Friday, December 11, 2015

Money Wisdom #390

"As a piece of technology, the clock is a machine that produces uniform seconds, minutes, and hours on an assembly-line pattern. Processed in this way, time is separated from the rhythms of human experience. The mechanical clock, in short, helps to create the image of a numerically quantified and mechanically powered universe. It was in the world of the medieval monasteries, with their need for a rule and for synchronized order to guide communal life, that the clock got started on its modern developments. Time measured not by the uniqueness of private experience but by abstract uniform units gradually pervades all sense life, much as does the technology of writing and printing. Not only work but also eating and sleeping, came to accommodate themselves to the clock rather than to organic needs. As the pattern of arbitrary and uniform measurement of time extended itself across society, even clothing began to undergo annual alteration in a way convenient for industry. At that point, of course, mechanical measurement of time as a principle of applied knowledge joined forces with printing and assembly line as means of uniform fragmentation of processes.
     The most integral and involving time sense imaginable is that expressed in the Chinese and Japanese cultures. Until the coming of the missionaries in the seventeenth century, and the introduction of mechanical clocks, the Chinese and Japanese had for thousands of years measured time by gradations of incense. Not only the hours and days, but the seasons and the zodiacal signs were simultaneously indicated by a succession of carefully ordered scents."
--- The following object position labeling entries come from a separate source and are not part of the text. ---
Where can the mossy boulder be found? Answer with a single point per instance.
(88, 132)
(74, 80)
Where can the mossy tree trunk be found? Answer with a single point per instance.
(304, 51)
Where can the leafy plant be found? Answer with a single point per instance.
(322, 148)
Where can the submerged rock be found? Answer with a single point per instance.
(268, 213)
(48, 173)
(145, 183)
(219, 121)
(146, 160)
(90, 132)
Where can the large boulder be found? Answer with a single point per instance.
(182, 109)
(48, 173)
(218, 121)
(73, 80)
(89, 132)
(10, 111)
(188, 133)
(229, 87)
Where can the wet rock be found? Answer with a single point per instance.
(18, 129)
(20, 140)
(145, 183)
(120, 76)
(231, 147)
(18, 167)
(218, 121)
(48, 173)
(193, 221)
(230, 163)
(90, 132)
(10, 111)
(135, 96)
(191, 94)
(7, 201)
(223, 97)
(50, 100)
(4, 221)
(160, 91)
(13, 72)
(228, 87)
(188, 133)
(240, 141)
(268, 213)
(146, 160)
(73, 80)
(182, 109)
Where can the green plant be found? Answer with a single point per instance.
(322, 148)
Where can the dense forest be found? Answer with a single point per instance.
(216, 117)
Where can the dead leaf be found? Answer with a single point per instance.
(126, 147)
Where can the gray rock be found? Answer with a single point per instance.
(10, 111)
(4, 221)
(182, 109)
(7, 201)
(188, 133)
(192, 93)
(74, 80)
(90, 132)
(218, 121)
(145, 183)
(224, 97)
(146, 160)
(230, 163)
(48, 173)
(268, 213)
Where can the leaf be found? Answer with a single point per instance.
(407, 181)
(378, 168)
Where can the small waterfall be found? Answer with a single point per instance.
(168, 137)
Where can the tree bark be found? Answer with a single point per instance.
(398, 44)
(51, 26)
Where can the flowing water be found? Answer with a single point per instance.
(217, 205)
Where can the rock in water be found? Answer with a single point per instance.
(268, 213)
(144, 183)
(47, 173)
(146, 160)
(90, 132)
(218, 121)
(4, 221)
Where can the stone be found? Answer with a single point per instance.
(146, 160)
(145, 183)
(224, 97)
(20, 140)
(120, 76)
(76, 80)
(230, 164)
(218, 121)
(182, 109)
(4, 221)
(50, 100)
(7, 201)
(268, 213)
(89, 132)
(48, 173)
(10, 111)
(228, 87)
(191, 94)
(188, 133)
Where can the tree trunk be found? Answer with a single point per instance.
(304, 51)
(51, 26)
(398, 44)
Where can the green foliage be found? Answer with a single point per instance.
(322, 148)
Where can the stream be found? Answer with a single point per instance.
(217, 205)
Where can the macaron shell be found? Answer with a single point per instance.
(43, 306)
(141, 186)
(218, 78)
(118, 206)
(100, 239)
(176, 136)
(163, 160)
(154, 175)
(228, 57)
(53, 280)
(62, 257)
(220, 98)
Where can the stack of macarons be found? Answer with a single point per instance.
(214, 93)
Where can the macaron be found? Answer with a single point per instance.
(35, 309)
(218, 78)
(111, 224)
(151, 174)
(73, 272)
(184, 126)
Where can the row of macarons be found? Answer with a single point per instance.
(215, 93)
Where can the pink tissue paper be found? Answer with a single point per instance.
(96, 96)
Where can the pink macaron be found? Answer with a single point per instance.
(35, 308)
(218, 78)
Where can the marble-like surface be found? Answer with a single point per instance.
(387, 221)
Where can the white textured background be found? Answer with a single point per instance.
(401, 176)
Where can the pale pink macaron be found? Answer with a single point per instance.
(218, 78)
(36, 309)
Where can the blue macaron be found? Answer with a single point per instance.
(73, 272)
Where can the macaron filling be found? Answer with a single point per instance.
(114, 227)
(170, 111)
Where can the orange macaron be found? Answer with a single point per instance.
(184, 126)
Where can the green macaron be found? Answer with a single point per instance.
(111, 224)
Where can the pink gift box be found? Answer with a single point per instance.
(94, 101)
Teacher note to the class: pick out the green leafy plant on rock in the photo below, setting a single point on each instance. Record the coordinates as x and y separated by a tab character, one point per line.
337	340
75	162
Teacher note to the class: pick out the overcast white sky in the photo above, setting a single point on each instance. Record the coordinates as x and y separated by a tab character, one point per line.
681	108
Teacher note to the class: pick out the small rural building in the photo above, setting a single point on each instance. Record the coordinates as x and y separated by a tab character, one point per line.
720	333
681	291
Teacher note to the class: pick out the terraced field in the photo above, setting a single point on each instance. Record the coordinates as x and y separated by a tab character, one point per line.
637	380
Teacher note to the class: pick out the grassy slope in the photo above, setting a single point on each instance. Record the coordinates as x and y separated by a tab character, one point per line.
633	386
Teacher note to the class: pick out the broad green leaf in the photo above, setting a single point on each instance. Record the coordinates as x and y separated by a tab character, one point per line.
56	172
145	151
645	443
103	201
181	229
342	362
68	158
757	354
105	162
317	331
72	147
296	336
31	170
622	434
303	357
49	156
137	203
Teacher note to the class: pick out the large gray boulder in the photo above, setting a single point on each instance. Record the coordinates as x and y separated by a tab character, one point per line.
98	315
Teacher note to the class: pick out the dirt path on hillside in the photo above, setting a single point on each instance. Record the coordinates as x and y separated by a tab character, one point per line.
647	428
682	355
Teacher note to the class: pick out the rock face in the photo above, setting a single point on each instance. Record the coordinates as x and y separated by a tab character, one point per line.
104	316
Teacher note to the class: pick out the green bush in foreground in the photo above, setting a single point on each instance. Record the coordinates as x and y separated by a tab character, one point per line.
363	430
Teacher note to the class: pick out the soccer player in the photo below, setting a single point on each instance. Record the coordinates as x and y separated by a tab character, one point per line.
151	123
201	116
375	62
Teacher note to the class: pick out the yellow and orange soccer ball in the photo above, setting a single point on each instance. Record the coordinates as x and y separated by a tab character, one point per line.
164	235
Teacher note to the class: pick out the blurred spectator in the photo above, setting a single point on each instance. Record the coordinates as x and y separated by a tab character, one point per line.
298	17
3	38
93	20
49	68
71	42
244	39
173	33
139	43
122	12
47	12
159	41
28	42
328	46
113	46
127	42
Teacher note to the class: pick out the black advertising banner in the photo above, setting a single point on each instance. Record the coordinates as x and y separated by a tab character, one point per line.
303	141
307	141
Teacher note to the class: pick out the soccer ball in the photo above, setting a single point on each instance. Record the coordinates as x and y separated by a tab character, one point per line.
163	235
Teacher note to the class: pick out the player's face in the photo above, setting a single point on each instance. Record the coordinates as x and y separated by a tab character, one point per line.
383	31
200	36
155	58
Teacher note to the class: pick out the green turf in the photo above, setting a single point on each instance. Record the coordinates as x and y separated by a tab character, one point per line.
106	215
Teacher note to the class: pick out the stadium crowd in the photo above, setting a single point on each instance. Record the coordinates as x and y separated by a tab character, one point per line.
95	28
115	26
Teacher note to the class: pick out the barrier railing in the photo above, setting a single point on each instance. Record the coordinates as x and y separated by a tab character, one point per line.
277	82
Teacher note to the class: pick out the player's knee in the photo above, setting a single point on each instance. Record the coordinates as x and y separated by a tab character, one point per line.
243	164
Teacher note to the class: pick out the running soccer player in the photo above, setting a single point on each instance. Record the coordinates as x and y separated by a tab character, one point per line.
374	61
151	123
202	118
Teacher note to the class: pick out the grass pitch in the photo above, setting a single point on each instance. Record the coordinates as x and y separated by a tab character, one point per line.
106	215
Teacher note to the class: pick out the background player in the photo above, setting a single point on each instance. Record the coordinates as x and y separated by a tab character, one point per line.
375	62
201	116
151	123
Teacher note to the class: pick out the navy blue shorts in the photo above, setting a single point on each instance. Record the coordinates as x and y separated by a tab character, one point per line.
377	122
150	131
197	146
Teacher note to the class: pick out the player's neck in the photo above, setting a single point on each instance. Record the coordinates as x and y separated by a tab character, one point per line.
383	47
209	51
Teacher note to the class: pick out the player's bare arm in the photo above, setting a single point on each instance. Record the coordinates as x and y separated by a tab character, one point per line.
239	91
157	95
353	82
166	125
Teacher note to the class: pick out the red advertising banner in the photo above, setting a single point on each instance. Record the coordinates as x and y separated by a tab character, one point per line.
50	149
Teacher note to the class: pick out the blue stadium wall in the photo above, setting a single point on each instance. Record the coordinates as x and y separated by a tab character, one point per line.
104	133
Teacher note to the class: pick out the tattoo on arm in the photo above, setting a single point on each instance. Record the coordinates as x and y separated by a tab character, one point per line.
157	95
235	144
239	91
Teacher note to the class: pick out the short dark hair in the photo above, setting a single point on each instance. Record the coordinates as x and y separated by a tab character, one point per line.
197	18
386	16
Marshall McLuhan Understanding Media (1964) p.158


Note: I think it's possible that McLuhan over-emphasizes the measurement of time by smell. I like the idea, but if you read Silvo Bedini's The Scent of Time - a study of the use of fire and incense for time measurement in Oriental countries (link) which was published in 1963 by the journal of the American Philosophical Society, the year before McLuhan's book was published, telling the time by smell seems to be an effect of the technology of measurement, rather than the media of time-telling itself. Interestingly though, it's reported that up until 1924 some Geisha houses measured the 'entertainment time' provided by the use of a burning incense stick (see p.28).